All of this raises the question of explanation. The authors’ focus is largely on endogenous factors in the evolution of governance. Classic exogenous factors in public sector growth and evolution are surprisingly absent. There is little mention of war and depression as factors that have helped to propel governmental growth and institutional development, or the roles played by economic modernization and technological change in the evolution of the policy state. The authors’ focus on public policy’s role in shaping institutional evolution and change is welcome, but it would be more complete had they acknowledged and incorporated other causal variables.
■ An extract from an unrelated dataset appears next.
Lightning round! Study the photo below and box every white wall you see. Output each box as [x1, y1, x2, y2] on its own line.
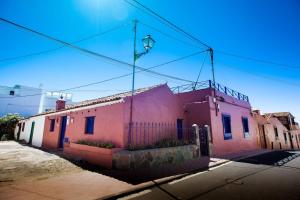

In the end, where does the book take us? After elaborating on the institutional dysfunction of the policy state, the authors confess that “we offer no proposal to fix it.” But they do arrive at a conclusion, which could have organized and informed the entire volume. “The policy state is not a mistake, nor is it outside of the American tradition,” they write in their concluding pages. “It is, first and foremost, a solution, or a composite of solutions; it was an essential part of the American success story.” The problem, they claim, is that this solution has placed us in a tragic predicament. For all of its successes, the policy state has undermined its own legitimacy, creating a “crisis of authority that has been building for decades.” Neither the right nor the left has the answer to this predicament. Conservatives yearning for a return to “first principles” and minimal government ignore the activist impulses and nationalist intentions of the Constitution and the inequality and incapacity of the traditional regime. Liberals’ confidence in the underpinnings of the progressive state—science, education, and neutral competence—is no longer universally shared. The tragedy of the policy state requires us to recognize its successes and benefits as well as its dysfunctions.